Given that \(ABCD\) is a cyclic quadrilateral.
As \(∠ADB = ∠ACB\) and \(∠DAC = ∠DBC\) (angles subtended by chords on the same arc), \(△AED \) is similar to \(△BEC\) by AA similarity.
Similarly, \(△AEB\) is similar to \(△DEC\) by AA similarity.
Given the ratios \(AB : CD = 2:1\) and \(BC: AD = 5:4\).
From the similarity of \(△AED \) and \(△BEC\), we have \( \frac {AE}{BE} = \frac {AD}{BC} = \frac 45 \).

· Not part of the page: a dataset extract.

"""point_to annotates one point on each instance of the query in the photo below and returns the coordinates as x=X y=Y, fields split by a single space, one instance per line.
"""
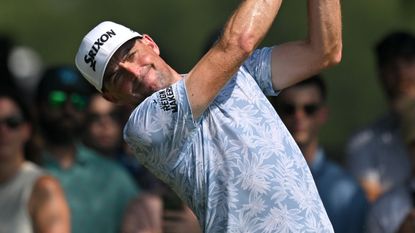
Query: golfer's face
x=137 y=75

From the similarity of \(△AEB\) and \(△DEC\), we have \( \frac {BE}{CE} = \frac {AB}{CD} = \frac 21 \).
Multiplying these two ratios gives \( \frac {AE}{CE} = \frac {AE}{BE} \times \frac {BE}{CE} = \frac 45 \times \frac 21 = \frac 85 \).

Therefore, the correct option is (C): \(8:5\).